First, let’s open a new R script and save it as phylotree_visualisation.R in the bootcamp directory. We can, then, set the working environment, load the necessary R packages, and read the data into R.

## set up the working environment
setwd(file.path(Sys.getenv("HOME"), "Desktop", "bootcamp"))
list.files()

## load necessary R packages
for (pkg in c("ape", "tidyverse", "ggtree")) {
  if (!require(pkg, character.only = TRUE)) install.packages(pkg)
  library(pkg, character.only = TRUE)
  cat(pkg, "version:", as.character(packageVersion(pkg)), "\n")
}

## read data into R
metadata <- read.table(file.path("4.results", "metadata_filtered.txt"), header = TRUE, sep = '\t', row.names = 1, check.names = FALSE, comment.char = '')
count_table <- read.table(file.path("4.results", "count_table_filtered.txt"), header = TRUE, sep = '\t', row.names = 1, check.names = FALSE, comment.char = '')
phylo_tree <- read.nexus(file.path("6.phylotree", "asvs_aligned-tree.tree"))
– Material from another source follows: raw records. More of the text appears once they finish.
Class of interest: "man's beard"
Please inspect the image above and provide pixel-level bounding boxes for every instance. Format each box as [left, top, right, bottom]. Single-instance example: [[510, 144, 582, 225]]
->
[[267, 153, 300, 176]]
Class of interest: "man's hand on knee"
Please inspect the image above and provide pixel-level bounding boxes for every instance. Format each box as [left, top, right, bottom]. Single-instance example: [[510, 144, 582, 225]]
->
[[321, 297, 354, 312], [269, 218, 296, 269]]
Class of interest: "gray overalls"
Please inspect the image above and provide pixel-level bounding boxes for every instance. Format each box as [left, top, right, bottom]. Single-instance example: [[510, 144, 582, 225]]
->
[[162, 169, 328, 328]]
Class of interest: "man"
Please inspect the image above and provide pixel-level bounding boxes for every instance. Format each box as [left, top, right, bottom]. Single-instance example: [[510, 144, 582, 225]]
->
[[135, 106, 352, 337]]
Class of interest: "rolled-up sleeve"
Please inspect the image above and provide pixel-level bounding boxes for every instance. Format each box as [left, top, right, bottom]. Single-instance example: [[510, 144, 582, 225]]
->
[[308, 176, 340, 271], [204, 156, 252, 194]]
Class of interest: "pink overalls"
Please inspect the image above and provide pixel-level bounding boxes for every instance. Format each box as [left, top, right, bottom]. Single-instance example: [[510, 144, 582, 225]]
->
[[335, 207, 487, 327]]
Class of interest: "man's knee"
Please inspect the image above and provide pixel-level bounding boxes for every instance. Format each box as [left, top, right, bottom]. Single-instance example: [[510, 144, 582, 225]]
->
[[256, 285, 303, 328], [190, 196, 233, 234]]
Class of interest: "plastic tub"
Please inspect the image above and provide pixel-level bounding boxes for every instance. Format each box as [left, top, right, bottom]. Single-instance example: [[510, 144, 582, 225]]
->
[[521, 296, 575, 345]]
To plot presence-absence data per location on the phylogenetic tree, we first have to reformat the data, by grouping samples per location and transforming the data to presence-absence. Then, we have to set 0 values to NA and set 1 values to the location name. This last step is essential for creating the heatmap we will plot over the phylogenetic tree.

## reformat data
metadata <- metadata %>%
  mutate(sample = rownames(.))
count_location <- count_table %>%
  t() %>% as.data.frame() %>%
  rownames_to_column("sample") %>%
  left_join(metadata %>% select(sample, sampleLocation), by = "sample") %>%
  select(-sample) %>%
  group_by(sampleLocation) %>%
  summarise(across(everything(), sum, na.rm = TRUE)) %>%
  mutate(across(-sampleLocation, ~ if_else(.x > 0, 1, 0))) %>%
  column_to_rownames("sampleLocation") %>%
  t() %>% as.data.frame()
count_location[count_location == 0] <- NA
column_names <- names(count_location)
for (col in column_names) {
  count_location[[col]] <- ifelse(count_location[[col]] == 1, col, count_location[[col]])
}

Once we have the data formatted, we can plot the graph using the ggtree R package.

## plot tree
sample_colors <- c("Akakina" = "#EAE0DA", "Asan" = "#A0C3D2", "Ashiken" = "#E7C8C0", "Edateku" = "#B5C7A4",
                   "Gamo" = "#D4BBDD", "Heda" = "#F2D7A7", "Imaizaki" = "#A2D9D1", "Kurasaki" = "#DFA7A7", "Sakibaru" = "#C5D0E6", 
                   "Sani" = "#D9C5A0", "Taen" = "#B7D9C4", "Tatsugo" = "#E3B7D1", "Yadon" = "#A8C6D9")
circ1 <- ggtree(phylo_tree, layout = "fan", open.angle = 20, size = 0.05, color = "grey30")
circ2 <- rotate_tree(circ1, 280)
circ3 <- gheatmap(circ2, count_location, width = 0.5, offset = -0.0272,
                  color = NA, hjust = 0.5, font.size = 3, colnames = FALSE) +
  scale_fill_manual(values = sample_colors, na.value = NA) +
  theme(legend.position = "top") +
  geom_vline(xintercept = c(1.385, 1.45, 1.51, 1.575, 1.64, 1.705, 1.77,
                            1.83, 1.895, 1.955, 2.02, 2.085), linewidth = 0.1)
circ3
ggsave(filename = file.path("4.results", "phylogenetic_tree.png"), plot = circ3, bg = "white", dpi = 300) 

_images/phylogenetic_tree.png — Fig. 66 : Phylogenetic tree with overlaid heatmap for ASV detection per location using the ggtree R package.#

Additional customisation

Maybe try yourself to change this phylogenetic tree plot by colouring branches based on the assigned phylum. When trying, it would be best to subset the data and prune the tree to only include high confidence BLAST-hits.